I don’t enjoy wake-up calls. But when one happens, I’ve learned it’s worth paying attention to. Mostly, for my sake.
Some time ago, I had a conversation with a friend that made me re-think a feeling I’ve been holding on for years. That feeling was resentment, and it had been growing largely because I had been feeding it.
Taking a closer look at something so personal means having to be vulnerable to the possibility I could be in the wrong.
And I was.
The initial hurt that led to the resentment was legitimate. I was wronged. But the beast it had grown to was entirely my responsibility. I had treated it as a pet.
So I had to take some time to unpack the layers that accumulated over the years. And it was hard, because I kept feeling that hurt all over again.
But in the end, I am glad I did it.
No matter how hard I deny it, slights hurt. Raised eyebrows get to me, and condescension lights a fire that gets my blood boiling. And no matter how hard I swear it doesn’t bother me, rejection stings.
But then again, isn’t this a very human way to be? Aren’t we all susceptible, in some way, to some form of rejection?
The truth is, things get to us because we care about them. So maybe, if we choose to let go of certain things that aren’t necessarily beneficial to our personal growth, then maybe those things won’t have the power to ruin the day for us anymore.
The more I think about it, the more I wonder if I am on to something that would make life a wee bit easier when it comes to relationships. Close relationships, in particular.
Like maybe, that person I’ve wanted to be friends with, but who only really acknowledges me when I serve some purpose? Maybe that person shouldn’t be a part of my day anymore.
Or maybe, I should be honest enough to admit I keep some people around because they make me feel good about myself. This makes me a jerk, and unless I work on caring more about them than myself, I will remain a jerk.
And maybe that group of friends I have nothing in common with, but still hang out with because it’s easier than making new friends? Maybe I should do them all a favor and just jump ship and strike out on my own, meeting new people.
Or maybe I should get over myself and listen to what some friends have to say. Maybe a slice of humble pie should be on the menu.
And maybe that long list of “friends” on social media shouldn’t be that long, because after all, a lot of them aren’t really people I would go out with for coffee on any given day. And vice versa. I’m sure some of them don’t even know why I’m in their list.
Or maybe, after careful reflection, I should just try harder to be a better friend to someone.
And maybe it’s about time I empty out that bleacher I filled up with critics, because a lot of those critics really just excel at criticizing and never encouraging.
One other result of such an honest self-evaluation is having to be fair to the one who wronged me. I’ve actually reached a conclusion that has freed me up to forgive and move on, letting that person go.
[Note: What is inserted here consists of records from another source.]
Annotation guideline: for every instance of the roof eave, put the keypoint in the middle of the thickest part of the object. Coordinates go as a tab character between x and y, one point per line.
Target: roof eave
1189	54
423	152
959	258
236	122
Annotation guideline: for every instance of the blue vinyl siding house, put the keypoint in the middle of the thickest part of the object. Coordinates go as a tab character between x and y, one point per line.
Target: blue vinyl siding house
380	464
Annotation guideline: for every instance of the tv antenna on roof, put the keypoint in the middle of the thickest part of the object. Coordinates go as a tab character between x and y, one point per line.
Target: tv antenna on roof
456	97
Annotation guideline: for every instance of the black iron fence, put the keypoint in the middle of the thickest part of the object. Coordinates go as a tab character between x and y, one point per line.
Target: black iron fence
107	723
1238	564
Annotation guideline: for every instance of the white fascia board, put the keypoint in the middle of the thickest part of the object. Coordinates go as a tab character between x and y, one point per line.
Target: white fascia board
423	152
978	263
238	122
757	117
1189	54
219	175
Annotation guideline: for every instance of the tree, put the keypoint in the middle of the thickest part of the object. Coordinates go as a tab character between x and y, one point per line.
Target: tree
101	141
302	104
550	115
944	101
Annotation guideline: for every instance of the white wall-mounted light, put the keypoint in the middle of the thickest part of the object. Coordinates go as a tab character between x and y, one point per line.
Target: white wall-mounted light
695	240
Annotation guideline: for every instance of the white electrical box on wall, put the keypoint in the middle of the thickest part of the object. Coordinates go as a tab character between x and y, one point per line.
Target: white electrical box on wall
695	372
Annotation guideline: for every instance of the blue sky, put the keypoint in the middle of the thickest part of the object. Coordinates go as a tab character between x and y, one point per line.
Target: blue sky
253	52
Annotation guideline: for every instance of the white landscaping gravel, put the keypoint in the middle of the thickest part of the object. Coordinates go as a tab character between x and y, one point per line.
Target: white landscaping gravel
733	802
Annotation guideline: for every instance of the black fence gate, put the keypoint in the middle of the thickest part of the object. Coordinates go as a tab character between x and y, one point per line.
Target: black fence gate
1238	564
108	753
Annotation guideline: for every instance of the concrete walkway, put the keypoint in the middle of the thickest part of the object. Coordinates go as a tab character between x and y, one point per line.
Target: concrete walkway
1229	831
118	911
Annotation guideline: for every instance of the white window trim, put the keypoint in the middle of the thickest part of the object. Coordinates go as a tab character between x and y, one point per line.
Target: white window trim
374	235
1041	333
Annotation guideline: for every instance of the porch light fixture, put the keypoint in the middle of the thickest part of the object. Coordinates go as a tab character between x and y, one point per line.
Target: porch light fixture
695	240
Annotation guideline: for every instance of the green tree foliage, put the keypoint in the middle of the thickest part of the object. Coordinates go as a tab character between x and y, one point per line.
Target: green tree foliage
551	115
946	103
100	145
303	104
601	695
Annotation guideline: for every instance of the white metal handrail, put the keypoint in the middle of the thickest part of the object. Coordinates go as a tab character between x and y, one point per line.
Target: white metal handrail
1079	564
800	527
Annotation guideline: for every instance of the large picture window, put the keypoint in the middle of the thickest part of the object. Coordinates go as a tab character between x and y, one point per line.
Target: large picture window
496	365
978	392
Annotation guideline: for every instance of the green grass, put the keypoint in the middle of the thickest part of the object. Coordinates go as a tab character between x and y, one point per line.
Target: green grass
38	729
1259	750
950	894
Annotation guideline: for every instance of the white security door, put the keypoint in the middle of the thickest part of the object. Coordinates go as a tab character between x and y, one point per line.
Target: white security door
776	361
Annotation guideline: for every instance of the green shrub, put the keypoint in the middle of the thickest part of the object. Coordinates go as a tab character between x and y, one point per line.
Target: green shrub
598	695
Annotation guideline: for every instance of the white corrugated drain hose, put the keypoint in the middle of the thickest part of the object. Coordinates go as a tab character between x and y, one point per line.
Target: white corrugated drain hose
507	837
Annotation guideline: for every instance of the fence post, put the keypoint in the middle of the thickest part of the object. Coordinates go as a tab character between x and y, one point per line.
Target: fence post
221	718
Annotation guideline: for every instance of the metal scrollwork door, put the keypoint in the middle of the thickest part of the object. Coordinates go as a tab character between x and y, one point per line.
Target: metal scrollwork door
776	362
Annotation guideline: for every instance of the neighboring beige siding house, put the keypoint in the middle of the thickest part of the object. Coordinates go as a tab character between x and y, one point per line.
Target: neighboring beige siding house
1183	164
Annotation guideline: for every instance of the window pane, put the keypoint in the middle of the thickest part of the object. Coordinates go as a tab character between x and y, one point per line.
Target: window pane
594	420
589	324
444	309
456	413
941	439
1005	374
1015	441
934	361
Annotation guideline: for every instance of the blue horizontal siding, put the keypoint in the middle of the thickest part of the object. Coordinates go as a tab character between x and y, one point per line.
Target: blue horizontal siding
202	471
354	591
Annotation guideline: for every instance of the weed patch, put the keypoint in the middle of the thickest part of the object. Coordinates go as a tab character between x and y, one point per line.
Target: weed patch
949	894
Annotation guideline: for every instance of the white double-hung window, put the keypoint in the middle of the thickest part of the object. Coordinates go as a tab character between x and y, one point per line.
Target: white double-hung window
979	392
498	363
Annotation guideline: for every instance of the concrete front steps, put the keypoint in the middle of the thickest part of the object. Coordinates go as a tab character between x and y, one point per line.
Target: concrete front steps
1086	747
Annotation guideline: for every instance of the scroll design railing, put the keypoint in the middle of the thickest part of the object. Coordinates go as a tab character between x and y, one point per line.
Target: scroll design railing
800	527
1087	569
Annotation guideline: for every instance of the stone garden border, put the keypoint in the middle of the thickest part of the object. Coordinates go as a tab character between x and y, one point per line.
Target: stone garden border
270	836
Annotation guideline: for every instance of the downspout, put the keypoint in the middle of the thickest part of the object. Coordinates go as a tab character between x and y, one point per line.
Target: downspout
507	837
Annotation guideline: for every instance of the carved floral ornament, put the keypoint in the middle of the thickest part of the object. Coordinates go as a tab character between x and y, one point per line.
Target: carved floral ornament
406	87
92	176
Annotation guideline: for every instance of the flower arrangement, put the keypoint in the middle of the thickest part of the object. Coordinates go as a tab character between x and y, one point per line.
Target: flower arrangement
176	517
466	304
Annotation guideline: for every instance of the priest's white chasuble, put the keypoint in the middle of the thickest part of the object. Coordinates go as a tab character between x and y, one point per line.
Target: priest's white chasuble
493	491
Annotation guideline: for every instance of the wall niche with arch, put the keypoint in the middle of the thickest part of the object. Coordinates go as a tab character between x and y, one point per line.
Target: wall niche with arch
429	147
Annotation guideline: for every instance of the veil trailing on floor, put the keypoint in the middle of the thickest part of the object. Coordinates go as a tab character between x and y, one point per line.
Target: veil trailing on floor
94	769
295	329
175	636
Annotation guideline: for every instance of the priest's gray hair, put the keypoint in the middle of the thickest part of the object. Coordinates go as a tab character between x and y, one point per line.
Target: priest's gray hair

Funny thing is, I’ve been dragging that person along with me wherever I go, and they probably don’t appreciate it.
Letting go releases both parties. And causes me to grow a bit more mature in the process.
I also came to a realization I thought was worth remembering: we won’t always belong in circles that we stumble into or want to be a part of.
It’s not our fault.
But neither is it theirs.
Maybe we’re just too different.
I don’t know.
But it just isn’t going to happen.
This has assured me there really is no need to change for people. But it also means people don’t have to change for me.
Real lasting change comes after personal discovery reveals the need for it. I shouldn’t change because I want to be liked, or be like, someone. Neither should they.